A low-carb diet is not recommended as a means to lose weight. In addition to
the body's exclusive need for glucose, the absence of carbohydrates in the
diet usually implies increased protein, fat, or both. Too much of either
nutrient is potentially harmful, especially when they displace the needed
carbohydrates. In an ideal diet recommended by health experts, complex
carbohydrates (not table sugar), make up about 50% of total calories, fat
should be 30% or less, and protein makes up the remaining 20% or so. Table
sugar is broken down to the monosaccharide glucose just like other sugars
for absorption, but it isn't recommended because large amounts of it in the
diet usually imply a reduction of other nutrients. Large amounts can impair
your glucose tolerance, and it also isn't recommended because of it's role
in dental caries. Remember that some of the body's most vital systems must
have glucose to function, but the best way to get glucose is by consuming
plenty of complex carbohydrates and let your body do the rest. As useful as
it is, fat can never be converted to pure glucose. Protein can, but the
conversion process is so costly in terms of energy, there is scarce little
energy left to perform the biological function in need. Also, most people
are interested in losing fat, not protein. Protein is what makes up the lean
tissue (metabolically active tissue) on our bodies. In starvation
conditions, your brain and central nervous system can "learn" to use fat for
fuel, but this comes at a great expense to your personal health and
well-being.
Some health risks of obesity
High fat intakes are associated with serious diseases.
The person who chooses a high-fat diet may be inviting the risk of heart and
artery disease (CVD). Heart disease is the number-one killer of adults in
the United States. the person who eats a high-fat diet also incurs a risk of
developing some forms of cancer, another leading killer disease.

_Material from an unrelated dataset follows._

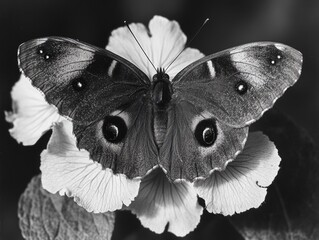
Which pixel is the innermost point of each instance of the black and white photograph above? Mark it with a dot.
(164, 120)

One of the most important things in regard to fat and
disease is a medical test called the "blood lipid profile", which reveals
the amounts of various fats, especially triglycerides and cholesterol in the
blood. It also identifies the protein carriers with which these lipids are
traveling. This test can tell you a great deal about your risk for
developing CVD. The most important factor for CVD is blood cholesterol. A
person's blood cholesterol concentration is considered to be a predictor of
that person's liklihood of suffering a heart attack or stroke, and the
higher the cholesterol level, the earlier the episode is expected to occur.
Blood cholesterol is one of the three major risk factors for CVD. The other
two are smoking and high blood pressure. The main dietary factor associated
with elevated blood cholesterol is a high intake of saturated fat, which the
body uses to make cholesterol on its own. In comparison, the cholesterol you
consume directly from foods makes up only a small part of the cholesterol in
your blood. Everyone's ability to handle food cholesterol is determined
somewhat by genetics. About 10 percent of people exhibit little increase in
their blood cholesterol even with a high dietary intake. About 10 percent
more respond to the same diet with greatly increased blood cholesterol. A
few people have inherited a total inability to clear from their blood the
cholesterol they have eaten. This condition is rare, but it is well known
because the study of the condition led to the discovery of how cholesterol
is transported in the body. An effective tactic against high blood
cholesterol is to trim the fat, and especially the saturated fat from foods.
There are some fats you actually need
The human body can use carbohydrate, fat, or protein
synthesize nearly all of the fatty acids it needs. Two are well-known
exceptions: Linoleic acid and linolenic acid, these fatty acids are more
popularly known as the Omega 3 and 6 fatty acids.